In the years of my craft, I must tell, here ‘twould the fair voice of prudence whisper to you, and the fine spirit of victory whisper to me, which unto you I also forward, a message of caution. Your quarry is manoeuvred to strike against you, for in the commendable success of your campaign to present, by which you have begun to corner the beast, you have, by my estimation, drawn the creature’s concern towards you, from which it has appraised rightly what faction assaults it. Verily, I tell you, ease now your push, and appear to withdraw, that it may see concession to an armistice and settle.
Thereon, I advise, let be repositioned the armies concurrent to the sending of scouts with great stealth, that the strike upon the beast be swift and total. In the absence of keen mystics, who may assure this stealth, I raise you to meditate upon the option of parley—
And if you cannot find such means to hide yourself from the beast while traversing its pit, stop now all progress in this venture, and wholly desist.

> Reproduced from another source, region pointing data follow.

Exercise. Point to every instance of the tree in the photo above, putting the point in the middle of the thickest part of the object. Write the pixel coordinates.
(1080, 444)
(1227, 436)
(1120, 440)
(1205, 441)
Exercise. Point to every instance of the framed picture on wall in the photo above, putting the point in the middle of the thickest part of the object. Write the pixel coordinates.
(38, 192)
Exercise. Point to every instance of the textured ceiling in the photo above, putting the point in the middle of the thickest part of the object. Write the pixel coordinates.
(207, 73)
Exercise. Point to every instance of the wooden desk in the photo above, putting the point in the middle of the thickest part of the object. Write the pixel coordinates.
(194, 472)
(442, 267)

Parley! Desist! Renard beats his fist on the writing desk’s lower table and his forehead upon the upper. Sure, the presence of an anomaly in Lacren is unnerving, but what on earth is he thinking, conceding anything to the monster!
—and dismiss it utterly. Glory to Lacren and may her blood flow to perpetuity.

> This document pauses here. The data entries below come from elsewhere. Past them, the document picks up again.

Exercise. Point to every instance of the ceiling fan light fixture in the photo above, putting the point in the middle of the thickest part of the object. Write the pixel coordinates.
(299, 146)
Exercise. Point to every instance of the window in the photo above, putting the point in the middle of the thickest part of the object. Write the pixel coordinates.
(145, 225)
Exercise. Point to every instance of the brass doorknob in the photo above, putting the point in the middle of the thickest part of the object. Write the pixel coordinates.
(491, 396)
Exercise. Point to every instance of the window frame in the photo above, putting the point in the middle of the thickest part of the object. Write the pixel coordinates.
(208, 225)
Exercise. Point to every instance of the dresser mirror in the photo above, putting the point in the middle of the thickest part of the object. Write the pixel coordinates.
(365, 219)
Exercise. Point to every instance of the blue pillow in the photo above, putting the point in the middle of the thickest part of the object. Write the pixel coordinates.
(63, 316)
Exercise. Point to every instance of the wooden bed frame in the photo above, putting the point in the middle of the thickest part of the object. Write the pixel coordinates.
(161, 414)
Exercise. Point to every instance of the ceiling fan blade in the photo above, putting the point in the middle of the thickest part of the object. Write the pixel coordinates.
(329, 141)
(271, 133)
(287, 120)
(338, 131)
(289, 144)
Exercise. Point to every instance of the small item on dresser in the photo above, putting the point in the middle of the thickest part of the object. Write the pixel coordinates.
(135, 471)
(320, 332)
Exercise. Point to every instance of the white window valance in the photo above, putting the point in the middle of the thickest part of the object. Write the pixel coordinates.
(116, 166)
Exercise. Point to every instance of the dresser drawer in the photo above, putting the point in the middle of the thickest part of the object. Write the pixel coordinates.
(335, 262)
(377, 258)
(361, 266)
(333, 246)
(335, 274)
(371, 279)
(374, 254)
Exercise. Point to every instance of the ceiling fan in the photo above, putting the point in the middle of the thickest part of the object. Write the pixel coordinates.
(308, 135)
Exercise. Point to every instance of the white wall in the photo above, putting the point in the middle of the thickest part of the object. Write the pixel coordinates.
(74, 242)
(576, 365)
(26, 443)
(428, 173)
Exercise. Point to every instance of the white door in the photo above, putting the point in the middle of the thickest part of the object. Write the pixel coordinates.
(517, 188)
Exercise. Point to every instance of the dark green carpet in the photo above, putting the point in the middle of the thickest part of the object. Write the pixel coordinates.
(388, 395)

By your Grace, Baron of Meurille, Sir Renard Cox, esq.
Renard leans back from his desk. The urge still presses in his skull to leap up like a shrieking baboon any pull every string possible to shoot him across over twenty countries and get him into Nix as soon as tomorrow, but the sensation that he has at least done something upon this front does dull the edge just a slight. There are still questions and mysteries about the anomaly — this ‘injury’ — that may be researched here, and in telling the Queen to slow down, it feels he will be buying some time to breathe.
It feels odd to admit, but Renard does feel a twinge of commiseration and pause when he considers the total exhaustion and misery the beast expressed to him. It does not want to fight. How dare it!. But just as quickly the sure and sentimental truth reasserts itself in Renard’s heart and mind; it does not want to fight, and so long as that wish is respected, it will not shake the status quo of, rot or no rot, the mundane routines of everyday life that allow for most people peace.
Renard stares down at the desk, flexing his hands.
A creature as this, if it were inclined to, could shatter Lacren’s peace overnight.
He sighs out his nose, shakes his head, and raises himself from the desk. Well, he has finished his report and letter. The achievement does brighten his chest, just a little.
“I will await the Queen’s judgement," Renard announces to the air as he traverses the unlit halls back to the bedroom. “Then we may consider this further." Patting Kingslayer, he nods.
A quiet patter of fabric and motion catches Renard’s ear from down the hall — he looks, and glimpses a silhouette darting across the way.
“Is that Fidel?" Renard calls.
The noise quiets. Upon turning the corner, it is indeed Fidel, his expression even, but back straight as a ruler.
“Sir," he says.
“Pig’s ankles, boy," Renard exclaims. He asks what Fidel is doing wandering the halls in the middle of the night.
Seeming uncertain and somehow guilty, he says he was trying to find a privy.
“Ah, yes," Renard nods, and points him warmly down the hall with directions. Though the urge strikes to hold him and chat about inconsequential things as he goes, Renard restrains himself and lets Fidel depart. There is a definite guilt of conscience in the boy’s steps. But it is not an issue. Not interested in probing the encounter, Renard returns to bed.